Computational and Experimental Biology Group, Chronic Diseases Research Centre (CEDOC), NOVA Medical School, Faculdade de Ciências Médicas, Universidade NOVA de Lisboa, 1169-056 Lisboa, Portugal.
Urology Department, Centro Hospitalar e Universitário de Lisboa Central, 1169-050 Lisbon, Portugal.
Int J Mol Sci. 2021 Dec 19;22(24):13605. doi: 10.3390/ijms222413605.
Molecular diagnostics based on discovery research holds the promise of improving screening methods for prostate cancer (PCa). Furthermore, the congregated information prompts the question whether the urinary extracellular vesicles (uEV) proteome has been thoroughly explored, especially at the proteome level. In fact, most extracellular vesicles (EV) based biomarker studies have mainly targeted plasma or serum. Therefore, in this study, we aim to inquire about possible strategies for urinary biomarker discovery particularly focused on the proteome of urine EVs. Proteomics data deposited in the PRIDE archive were reanalyzed to target identifications of potential PCa markers. Network analysis of the markers proposed by different prostate cancer studies revealed moderate overlap. The recent throughput improvements in mass spectrometry together with the network analysis performed in this study, suggest that a larger standardized cohort may provide potential biomarkers that are able to fully characterize the heterogeneity of PCa. According to our analysis PCa studies based on urinary EV proteome presents higher protein coverage compared to plasma, plasma EV, and voided urine proteome. This together with a direct interaction of the prostate gland and urethra makes uEVs an attractive option for protein biomarker studies. In addition, urinary proteome based PCa studies must also evaluate samples from bladder and renal cancers to assess specificity for PCa.

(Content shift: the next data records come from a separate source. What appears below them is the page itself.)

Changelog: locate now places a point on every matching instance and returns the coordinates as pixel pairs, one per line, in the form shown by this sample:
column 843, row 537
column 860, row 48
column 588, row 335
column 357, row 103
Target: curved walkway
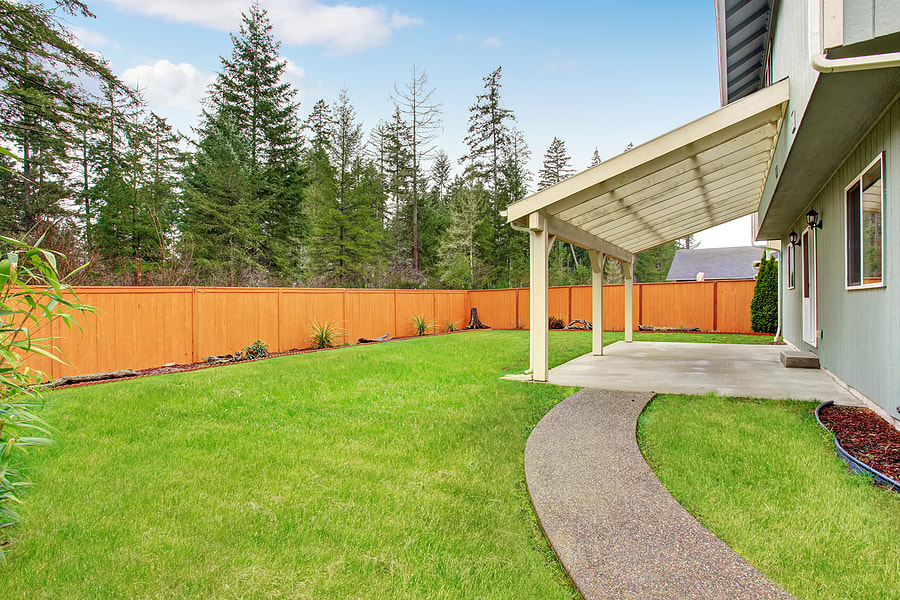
column 616, row 530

基于发现研究的分子诊断有望改善前列腺癌 (PCa) 的筛查方法。此外,汇集的信息引发了这样一个问题,即尿细胞外囊泡 (uEV) 蛋白质组是否已经得到充分探索,尤其是在蛋白质组水平上。事实上,大多数基于细胞外囊泡 (EV) 的生物标志物研究主要针对血浆或血清。因此,在这项研究中,我们旨在探讨尿液生物标志物发现的可能策略,特别是侧重于尿 EV 蛋白质组。重新分析了 PRIDE 档案中存储的蛋白质组学数据,以确定潜在的 PCa 标志物的鉴定。不同前列腺癌研究提出的标志物的网络分析显示出中等程度的重叠。最近质谱的高通量改进以及本研究中进行的网络分析表明,更大的标准化队列可能提供能够充分描述 PCa 异质性的潜在生物标志物。根据我们的分析,与血浆、血浆 EV 和尿液蛋白质组相比,基于尿 EV 蛋白质组的 PCa 研究具有更高的蛋白质覆盖率。这与前列腺和尿道的直接相互作用使 uEV 成为蛋白质生物标志物研究的一个有吸引力的选择。此外,基于尿蛋白质组的 PCa 研究还必须评估来自膀胱癌和肾癌的样本,以评估对 PCa 的特异性。